Welcome to the ninth edition of Carnival of Compassion, a weekly roundup of the "best of" recent patient blog posts.
Good advice and resources can make coping with illness a little easier.
- Professional Patient offers straightforward yet crucial advice for patients: Listen to yourself and know your body.
- ChronicBabe gives rave reviews to the book Chronically Happy: Joyful Living In Spite of Chronic Illness.
Understanding how others perceive you and your illness is occasionally more difficult than managing the illness itself. Especially if you feel abandoned.
- Wendy of AnaRunner is learning just how many people love and support her.
- Luanne’s Life Living With Lupus talks about what the disease is really like.

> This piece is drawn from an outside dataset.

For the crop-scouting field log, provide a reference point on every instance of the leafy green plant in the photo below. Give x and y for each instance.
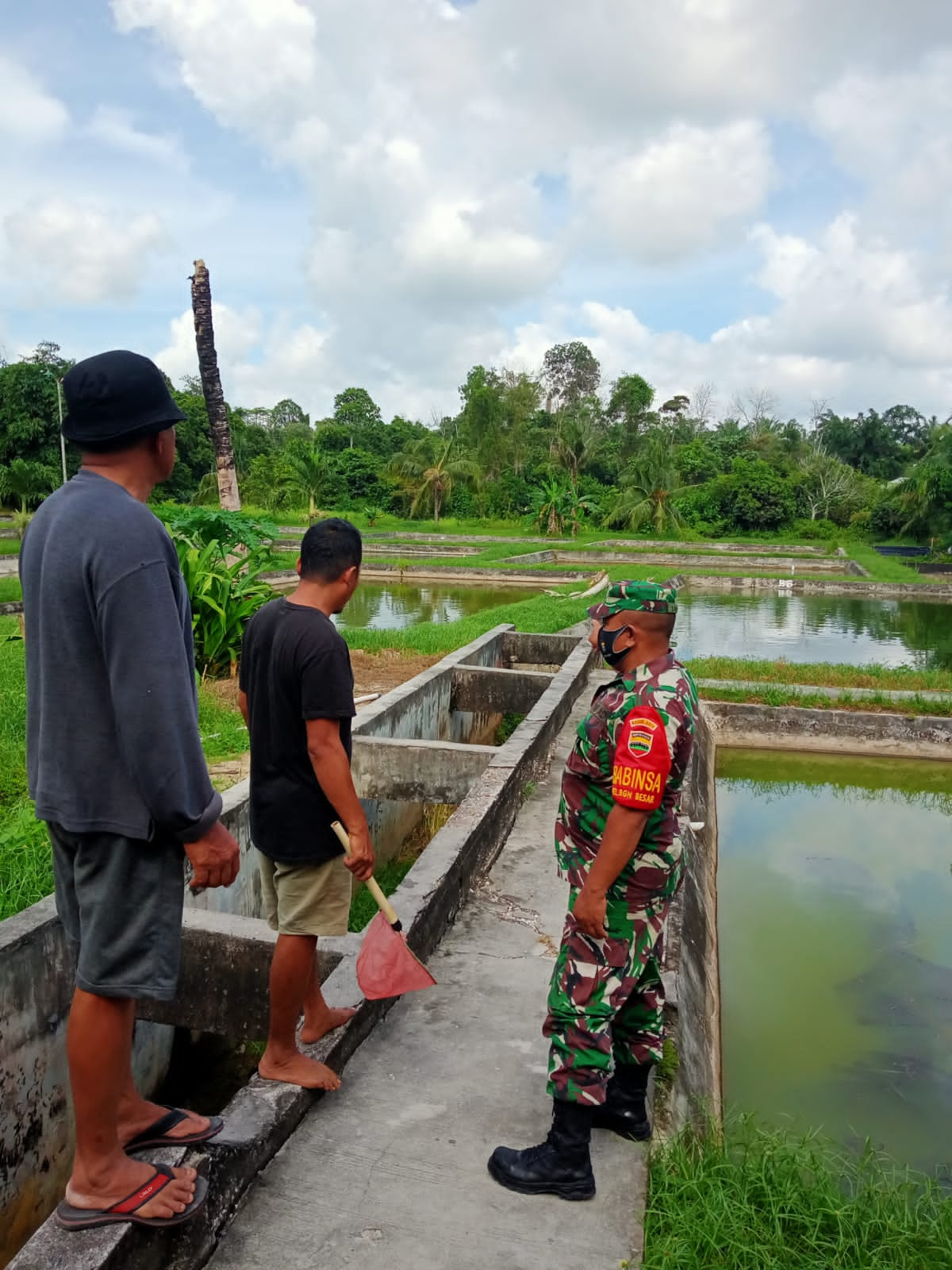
(224, 596)
(749, 1197)
(213, 525)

- Been Broken considers how his friends have responded to his recent bout of depression after he declared himself over mental illness.
I’m convinced that the plot of most movies and books can be summed up by saying, "It’s about the resiliency of the human spirit." That’s something that patients have in common, too.

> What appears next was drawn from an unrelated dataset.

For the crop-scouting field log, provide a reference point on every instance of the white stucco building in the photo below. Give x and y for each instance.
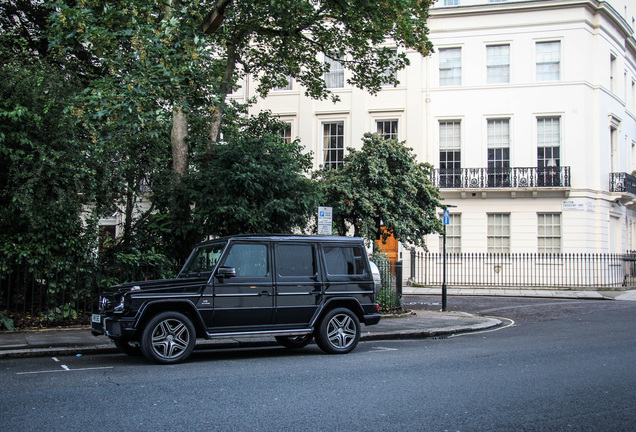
(527, 109)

- Anyone with chronic illness has to be strong, but Angel of Give Me Something to Sing About considers how useful it is to be reminded of one’s own resiliency.
- While disease takes a lot from sufferers, it also distills the importance of what remains, as Kerri of Six Until Me demonstrates.
It’s shouldn’t surprise anyone that illness instigates many unexpected changes in life.
- It has great power to change our lifelong plans, as Christine of A Savvy Career (IBS) Girl has recognized.
- After announcing that he would be back to his "old self" soon, Ron of My Hepatitis C Weblog is beginning to accept that his "new self" is here to stay.
- Something once unfathomable can become an option, as Alex describes on Pseudarthrosis.
Sometimes the little things are the most important.
- Seeing himself as different but not damaged is how a man described on Diabetes Mine was what it took for him to take care of himself.
- Finding a great doctor can make your day, as Rae of Limbodacious learned.
Being a patient can mean more than confronting illness — like confronting social issues.
- On AIDS Combat Zone, Brad shares opines about decriminalizing prostitution to reduce the spread of HIV.
- Stacy of No More Mashed Potatoes talks about recent news that represents a breakthrough for pain patients.
- Bureaucracy can be so restrictive as to turn away a patient in need. Elisa of HealthyConcerns tells the story.
- Multiple Mentality ponders whether medication or mindset is helping his depression. He also examines the implications of "the weakest argument ever" to not vaccinate against a disease. [9/21/06: This blog is no longer active]
When someone becomes a caregiver, his or her life changes significantly. I’m sharing these blogs in honor of all the selfless people who assume the role.
- Grammie Debbie, who has a bright outlook on her role as a caregiver, wonders just how many times a cup of coffee can be reheated in the microwave.
- Do doctors know best? Or do parents? Elisa of HealthyConcerns explores these questions.
- Cary from Cancer News Watch reminds patients of the importance of doing something they love to keep their spirits up.
- Caregiver Tips reminds caregivers and patients alike that doing and being one’s best erases the "coulda, woulda, shoulda."
- Cerin Amroth isn’t about someone with illness or that person’s caregivers, but this post has a great example of how everyone is a caregiver. It reminded me that I’m a caregiver as much as a caretaker, just in a different way.
To end on a light note…
- Meds are often at the forefront of managing illness. Listen to the Drugs Song, shared on Blacktriangle, for a laugh.